Malheureusement, les meilleures choses ayant une fin, nous sommes bien obligés de quitter ces lieux de gourmandise. Nos sens sont rapidement consolés. Tout au long de la route nous apparaît le charme inégalable de cette île merveilleuse. Partout, ce ne sont que nature et beauté. Les érables s’étendent à perte de vue sur le léger relief central. Les champs entourent les maisons, des maisons à la beauté vraiment rare pour des constructions d’habitations humaines. Rares sont les villes ou les villages où les maisons sont aussi agréables à contempler que le paysage. Elles semblent légères, de vraies maisons de poupées à échelle réelle. Ce sont des maisons québécoises, les vraies de vraies sont en bois blanc, surmontées d’un toit rouge. Sans oublier les lucarnes sous le toit, chapeautées d’un triangle de bois, rouge lui aussi. Qu’elles sont belles ces maisons posées sur de grandes pelouses au vert éclatant. Ici, comme partout au Québec, pas de barrières. La liberté est totale, et le regard n’est pas arrêté par de revêches palissades semblant forcer les hommes à se recroqueviller dans un égoïste individualisme. La route longe la côte à n’en plus finir. Mes yeux ne parviennent plus à saisir autant de splendeurs. Chaque mètre parcouru découvre de nouvelles visions que je voudrais saisir pour pouvoir m’en souvenir éternellement.
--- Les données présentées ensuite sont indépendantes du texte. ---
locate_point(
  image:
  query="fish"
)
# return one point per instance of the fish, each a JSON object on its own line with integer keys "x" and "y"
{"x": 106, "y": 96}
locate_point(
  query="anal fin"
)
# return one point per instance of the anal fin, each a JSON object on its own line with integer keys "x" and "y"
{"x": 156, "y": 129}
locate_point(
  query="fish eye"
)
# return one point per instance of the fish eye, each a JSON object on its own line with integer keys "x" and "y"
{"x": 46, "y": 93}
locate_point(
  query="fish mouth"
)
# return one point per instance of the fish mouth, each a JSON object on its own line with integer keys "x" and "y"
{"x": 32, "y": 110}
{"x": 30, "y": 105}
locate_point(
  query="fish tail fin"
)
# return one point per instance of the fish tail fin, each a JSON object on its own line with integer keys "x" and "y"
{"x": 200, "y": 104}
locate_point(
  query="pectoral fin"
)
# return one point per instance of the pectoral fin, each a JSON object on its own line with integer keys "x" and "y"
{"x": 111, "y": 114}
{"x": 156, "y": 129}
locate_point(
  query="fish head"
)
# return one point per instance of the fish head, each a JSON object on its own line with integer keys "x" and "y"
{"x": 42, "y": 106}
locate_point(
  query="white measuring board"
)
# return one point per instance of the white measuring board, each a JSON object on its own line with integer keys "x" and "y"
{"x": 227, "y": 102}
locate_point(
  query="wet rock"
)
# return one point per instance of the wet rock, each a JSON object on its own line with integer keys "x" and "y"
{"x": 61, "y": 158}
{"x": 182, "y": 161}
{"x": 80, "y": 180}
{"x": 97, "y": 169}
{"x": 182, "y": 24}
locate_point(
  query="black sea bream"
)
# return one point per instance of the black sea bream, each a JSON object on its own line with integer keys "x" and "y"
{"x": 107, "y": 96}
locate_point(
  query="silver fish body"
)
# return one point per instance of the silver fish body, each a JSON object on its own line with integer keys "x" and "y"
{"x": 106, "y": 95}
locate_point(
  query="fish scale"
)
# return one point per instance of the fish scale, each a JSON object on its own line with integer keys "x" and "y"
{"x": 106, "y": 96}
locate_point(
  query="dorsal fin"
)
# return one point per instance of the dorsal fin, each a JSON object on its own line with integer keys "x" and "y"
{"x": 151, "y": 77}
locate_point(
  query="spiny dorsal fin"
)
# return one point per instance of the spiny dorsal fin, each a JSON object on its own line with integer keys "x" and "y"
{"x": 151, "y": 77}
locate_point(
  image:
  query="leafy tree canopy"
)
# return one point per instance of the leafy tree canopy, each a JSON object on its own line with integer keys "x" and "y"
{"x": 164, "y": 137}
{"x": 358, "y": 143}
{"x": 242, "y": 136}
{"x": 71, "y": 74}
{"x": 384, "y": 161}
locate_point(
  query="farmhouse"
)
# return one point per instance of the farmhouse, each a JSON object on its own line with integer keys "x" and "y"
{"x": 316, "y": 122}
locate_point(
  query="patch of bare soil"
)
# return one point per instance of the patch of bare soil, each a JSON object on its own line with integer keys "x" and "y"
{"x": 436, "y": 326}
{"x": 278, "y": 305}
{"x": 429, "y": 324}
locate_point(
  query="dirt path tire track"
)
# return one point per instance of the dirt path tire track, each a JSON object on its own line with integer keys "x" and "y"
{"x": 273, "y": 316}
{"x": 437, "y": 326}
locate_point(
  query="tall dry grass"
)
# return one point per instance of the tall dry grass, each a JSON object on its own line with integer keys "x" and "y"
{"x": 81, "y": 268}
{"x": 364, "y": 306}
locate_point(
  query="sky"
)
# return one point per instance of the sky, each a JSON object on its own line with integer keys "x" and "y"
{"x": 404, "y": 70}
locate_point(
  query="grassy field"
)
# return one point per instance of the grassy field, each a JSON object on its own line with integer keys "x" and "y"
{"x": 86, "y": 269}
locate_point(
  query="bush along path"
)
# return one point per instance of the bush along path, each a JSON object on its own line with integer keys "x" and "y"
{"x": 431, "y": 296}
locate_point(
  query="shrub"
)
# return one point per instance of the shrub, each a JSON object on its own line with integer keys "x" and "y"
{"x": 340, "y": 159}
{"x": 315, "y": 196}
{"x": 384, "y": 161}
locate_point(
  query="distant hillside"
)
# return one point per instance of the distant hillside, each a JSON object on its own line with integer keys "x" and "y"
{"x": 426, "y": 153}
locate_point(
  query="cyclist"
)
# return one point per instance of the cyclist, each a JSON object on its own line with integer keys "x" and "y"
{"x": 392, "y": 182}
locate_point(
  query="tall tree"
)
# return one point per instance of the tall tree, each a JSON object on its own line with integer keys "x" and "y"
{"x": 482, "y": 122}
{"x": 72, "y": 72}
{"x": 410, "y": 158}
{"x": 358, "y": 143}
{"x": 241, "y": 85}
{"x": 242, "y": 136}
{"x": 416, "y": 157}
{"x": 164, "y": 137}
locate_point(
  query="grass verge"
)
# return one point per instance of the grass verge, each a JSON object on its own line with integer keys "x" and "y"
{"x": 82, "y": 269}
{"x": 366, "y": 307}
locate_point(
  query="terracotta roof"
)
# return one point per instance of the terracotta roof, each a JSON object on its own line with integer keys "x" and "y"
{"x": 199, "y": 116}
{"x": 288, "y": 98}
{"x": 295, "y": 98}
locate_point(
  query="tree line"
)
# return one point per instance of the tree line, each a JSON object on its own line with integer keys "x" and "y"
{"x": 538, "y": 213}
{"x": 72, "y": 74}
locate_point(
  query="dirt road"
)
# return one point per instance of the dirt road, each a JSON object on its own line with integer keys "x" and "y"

Nous empruntons un petit chemin qui s’éloigne de la route principale, et qui s’enfonce entre les arbres en direction du bord de mer. Nous sommes juste un peu avant l’entrée de Saint-François. La route n’est vraiment pas en bon état, il nous aurait fallu un 4X4. Le chemin nous amène devant de petites cabanes, de pêcheurs je pense, ou bien de chasseurs, là n’est pas la question. Nous nous retrouvons à quelques encablures seulement du Saint-Laurent. Plus aucun obstacle ne vient arrêter nos regards, seul un marécage nous sépare encore du fleuve. La vue est superbe et nous offre une impression d’immensité. Face à nous le cap Tourmente dresse son extrémité forestière. C’est beau, tout simplement. Je suis sûr que les centaines, voire les milliers de touristes qui viennent chaque année sur l’île d’Orléans n’ont pas la chance d’avoir accès à cette vision de rêve. En effet, la route principale passe plus loin, derrière les arbres, et il faut être avec une québécoise aventurière pour s’engager sur ces petites routes que les bus évitent.

Nous repartons pour Saint-François. Un arrêt devant l’église nous donne l’occasion de descendre sur la plage rocailleuse. J’approche, presque respectueusement le Saint-Laurent calme et imperturbable. Je ne résiste pas longtemps à l’envie de tremper mes mains dans l’eau transparente. Elle n’est pas aussi froide que je ne l’aurai imaginé. J’ai juste l’impression d’une fraîcheur toute douce, l’impression aussi de me mêler un peu à cette terre que je commence à aimer tant. Je crois, en quelque sorte, que je me baptise une deuxième fois avec l’eau du Saint-Laurent. Je deviens, dans mon âme, un enfant adoptif de ce pays où mon cœur trouve enfin sa vraie place sur Terre. Je crois (je suis sûr en fait), que MEG ne s’est rendue compte de rien, qu’elle n’a pas réalisé la lente transformation qui s’amorce en moi. Je deviens de moins en moins un touriste pour passer au statut de sans-abri, de locataire à la recherche d’un endroit où vivre et s’installer pour longtemps, pour toujours peut-être… Les paysages du Québec se sont fait les murs de mon hypothétique future demeure, et MEG la plus convainquante des représentantes de son Québec bien-aimé.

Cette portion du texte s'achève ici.